I am trying to design a preconditioner to accelerate the tCG convergence. If I have got it correct, a preconditioner is the approximate inverse operator of the Riemannian hessian operator. Both the preconditioner and the hessian operator should be maps from the tangent space to itself. But now I am confronted with a situation that the preconditioner maps from the tangent space to elsewhere (not the tangent space).
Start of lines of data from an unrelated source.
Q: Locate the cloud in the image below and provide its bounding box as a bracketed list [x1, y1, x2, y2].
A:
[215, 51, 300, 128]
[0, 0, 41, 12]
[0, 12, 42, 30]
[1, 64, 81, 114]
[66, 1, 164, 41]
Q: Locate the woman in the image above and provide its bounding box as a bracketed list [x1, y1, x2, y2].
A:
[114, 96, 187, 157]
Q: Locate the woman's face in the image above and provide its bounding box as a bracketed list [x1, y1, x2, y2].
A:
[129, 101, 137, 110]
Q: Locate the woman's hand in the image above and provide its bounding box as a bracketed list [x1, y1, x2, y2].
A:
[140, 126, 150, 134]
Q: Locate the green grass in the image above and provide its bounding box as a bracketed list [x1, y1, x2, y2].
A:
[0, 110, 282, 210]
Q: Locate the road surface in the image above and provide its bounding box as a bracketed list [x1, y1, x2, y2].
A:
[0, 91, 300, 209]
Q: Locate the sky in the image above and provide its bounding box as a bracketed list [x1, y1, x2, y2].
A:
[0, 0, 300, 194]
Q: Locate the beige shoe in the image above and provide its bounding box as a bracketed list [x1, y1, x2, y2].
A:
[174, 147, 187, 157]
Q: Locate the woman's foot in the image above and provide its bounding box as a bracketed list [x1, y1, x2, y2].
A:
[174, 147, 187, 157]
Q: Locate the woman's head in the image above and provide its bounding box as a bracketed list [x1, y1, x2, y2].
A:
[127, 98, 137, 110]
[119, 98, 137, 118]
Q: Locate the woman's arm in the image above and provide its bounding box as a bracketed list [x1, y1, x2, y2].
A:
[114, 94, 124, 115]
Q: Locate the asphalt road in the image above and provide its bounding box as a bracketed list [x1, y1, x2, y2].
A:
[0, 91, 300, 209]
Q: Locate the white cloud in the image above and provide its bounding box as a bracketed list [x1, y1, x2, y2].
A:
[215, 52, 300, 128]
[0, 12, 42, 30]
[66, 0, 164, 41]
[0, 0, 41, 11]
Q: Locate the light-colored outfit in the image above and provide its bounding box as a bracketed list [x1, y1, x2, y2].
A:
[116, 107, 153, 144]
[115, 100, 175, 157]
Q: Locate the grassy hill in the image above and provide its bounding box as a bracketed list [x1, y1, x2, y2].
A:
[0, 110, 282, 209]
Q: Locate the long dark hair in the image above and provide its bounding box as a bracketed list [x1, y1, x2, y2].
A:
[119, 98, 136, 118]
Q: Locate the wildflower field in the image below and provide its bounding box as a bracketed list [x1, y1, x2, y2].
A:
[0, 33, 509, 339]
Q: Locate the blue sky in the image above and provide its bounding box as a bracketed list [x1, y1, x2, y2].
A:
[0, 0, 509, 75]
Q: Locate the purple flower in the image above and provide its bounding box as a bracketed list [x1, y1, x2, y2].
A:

The problem originates from this. Although the hessian operator (Y=f(X)) is very straight forward (matrix multiplication and element-wise multiplication).The reverse way (X=f^-1(Y)) is not. The reverse way requires solving a matrix equation. Although this matrix equation is guaranteed to have solutions and they are already found, the solutions appear to be multiple, with a set of arbitrary coefficients. I guess that if the coefficients are wisely chosen, there must be a unique solution that lies on the tangent space. However, I do not think there is any easy approach to find the good coefficients, and all I can do is simply set the coefficients to zero. The good news is that the expression is simplified in this way; the bad news is that the resulting solution is not on the tangent space.
I hope the shortcoming of my preconditioner will not matter. After all, when the preconditioner is applied to both sides of the Riemannian Newton equation "hess f(p)[X] = grad f(p)", the equation should still hold, doesn't it? But I am not sure.
Thanks for any help. I can provide more details about the stuff I am working on if anyone is interested.